Traditional data centers have a relatively static computing infrastructure: “X” number of servers, each having a set number of CPUs, and fixed amount of memory. However, workloads, especially in commercial data centers, vary. For example, the sweet spot of data-center operation is having enough resources to cover peak demand, yet not under-utilize those same resources during non-peak conditions.
Currently, data-center operators error on the safe side, spending the money to keep under- or non-utilized servers in the active pool. It is the only way to ensure their customers have adequate service during times of high demand. That kind of insurance can get expensive.
The disaggregated data center
Disaggregation by definition means “separation into components.” Separating data-center equipment, in particular servers, into resource components offers operators flexibility: increasing their chances of covering times of high demand while ensuring optimal utilization.
One method of data-center disaggregation — divorcing software from computing and networking hardware — is already well underway. Doing so moves control of resource utilization in the right direction, but not far enough.

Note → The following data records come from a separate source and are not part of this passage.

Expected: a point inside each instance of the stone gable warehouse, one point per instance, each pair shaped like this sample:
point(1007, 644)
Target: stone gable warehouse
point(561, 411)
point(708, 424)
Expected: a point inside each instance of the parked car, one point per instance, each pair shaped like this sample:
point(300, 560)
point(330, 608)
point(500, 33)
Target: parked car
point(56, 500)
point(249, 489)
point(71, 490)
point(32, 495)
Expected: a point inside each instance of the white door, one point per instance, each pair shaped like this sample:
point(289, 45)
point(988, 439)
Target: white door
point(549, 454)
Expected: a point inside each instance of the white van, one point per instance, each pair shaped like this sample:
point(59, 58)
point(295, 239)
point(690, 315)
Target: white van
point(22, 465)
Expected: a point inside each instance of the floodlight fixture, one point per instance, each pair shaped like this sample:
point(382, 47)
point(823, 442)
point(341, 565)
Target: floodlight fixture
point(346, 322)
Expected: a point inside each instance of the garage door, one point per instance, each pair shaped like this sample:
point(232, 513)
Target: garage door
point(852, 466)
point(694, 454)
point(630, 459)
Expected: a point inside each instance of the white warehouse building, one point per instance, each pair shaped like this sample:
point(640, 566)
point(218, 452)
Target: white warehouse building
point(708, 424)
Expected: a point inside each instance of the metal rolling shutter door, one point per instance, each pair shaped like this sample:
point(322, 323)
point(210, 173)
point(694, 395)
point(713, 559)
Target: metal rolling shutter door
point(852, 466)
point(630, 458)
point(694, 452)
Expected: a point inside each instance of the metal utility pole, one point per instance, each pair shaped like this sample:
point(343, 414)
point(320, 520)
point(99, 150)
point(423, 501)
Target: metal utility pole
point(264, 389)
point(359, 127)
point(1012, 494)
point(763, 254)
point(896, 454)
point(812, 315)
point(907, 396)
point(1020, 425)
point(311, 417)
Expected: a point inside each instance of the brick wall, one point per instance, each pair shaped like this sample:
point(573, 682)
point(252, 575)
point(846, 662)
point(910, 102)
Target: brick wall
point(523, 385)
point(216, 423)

Doing it right, according to experts (here and here), requires replacing traditional server-centric architecture with resource-centric architecture (modular, connected pools of microprocessors, memory, and storage). The modular arrangement allows, among other advantages, statistical multiplexing: which markedly improves resource provisioning and resource utilization.
As good as disaggregation sounds, we must not forget using discrete resource pools means developing interconnections that were previously contained on the server motherboard. Is that even possible? We know that PC-board electrical interconnections are close to being maxed out physically and electronically.
Replace electrons with photons
The science of photonics may have the answer. Wikipedia describes photonics as “a research field whose goal is to use light to perform functions that traditionally fell within the typical domain of electronics such as telecommunications and information processing.”
Photons are already used to disseminate traffic from data center racks to the rest of the digital world, and researchers are finding ways to replace electrical signals all the way to the processor silicon. So, why not use fiber-optic runs to interconnect the resource pools?
Ask the experts
Answering that question was on the mind of members of OSA (The Optical Society)Industry Development Associates and the Center for Integrated Access Networks when the organizations hosted a workshop focused on how photonics may facilitate data-center disaggregation. The workshop and ensuing paper Roadmap Report on Photonics for Disaggregated Data Centers Workshop were sponsored by the US National Science Foundation.
The workshop planners were also hoping to answer the following:
- How can optics enable a migration to disaggregation?
- What does a photonics-enabled disaggregated data center look like?
- What performance metrics/requirements are important for photonics in disaggregated data centers?
To learn more about the workshop, I contacted Dr. Tom Hausken, senior adviser at The Optical Society and lead author of the paper. Hausken mentioned that disaggregation offered improved efficiency and increased capacity, but the benefits are limited by the cost and performance of the photonic interconnections. “Latency requirements, in particular, impose hard limits on distances over which certain resources can be disaggregated,” said Hausken. “The question then becomes how far away can the resources be located?”
Hausken then talked about one of the key takeaways derived from the workshop. “The workshop attendees were optimistic about fiber-optic interconnects replacing electrical cables everywhere except on the rack shelf,” he said. “Optics will out compete electrical interconnects for links that enable disaggregation if optics can hit the metrics of cost, performance, and size.”
The following graph lists the aforementioned metrics.
The report when on to discuss how the four links — on-board, backplane/intra-rack, intra-data center/inter-rack, and inter-data center — fit into data-center disaggregation:
On-Board (CPU to CPU and memory bus): The board contains the server or servers, and connects to the backplane. On-board bus disaggregation means pools of CPU and/or memory clustered separately on the board or some type of module.
Backplane/Intra-Rack (memory bus): The backplane connects everything in the rack to the Top of Rack switch. “Disaggregating across the backplane would involve pooling one or more boards around a technology such as processors, memory, or storage,” added the paper. “An example would be alternating boards of CPU-only and memory-only hardware.”
Intra-Data Center/Inter-Rack (peripheral bus): This bus involves links between racks throughout the data center. The bus could include Storage Area Networks that are standalone or share rack space. Intel’s Rack Scale Architecture exemplifies this type of disaggregation, where computing hardware is isolated from storage and networking hardware.
Inter-Data Center (peripheral bus): The paper emphasized that this is not the normal inter-data center link, but a link purposed specifically to share a resource among data centers, eliminating the need for each data center to perform the same operation.
Depending on the latency requirements, these interconnections could be considered custom, thus only affordable by larger data-center operations. The report mentioned that “disaggregation of resources between data centers might target $10/Gbps, to the extent that it can meet latency requirements.”
The OIDA paper stated that the graph entries are agnostic when it came to interconnection technology, adding: “If optical interconnects meet the specifications at a similar cost as electrical interconnects, and offer equivalent or better performance; the optical solution will prevail.”
Is disaggregation ready for prime time?
Disaggregation at the server-component level comes across as the next logical evolution in data center technology. However, that granular of a disaggregation only appears feasible if photonic interconnects are used.
I recall Dr. Hausken mentioning during our conversation that silicon photonics, the technology required to get optics onto the board level is not ready, and marketing-types have done their job a little too well.
I then realized I was fast approaching the same conclusion I described in Silicon photonics: still waiting, “Running light signals into your server hardware will disrupt your network — but not just yet.”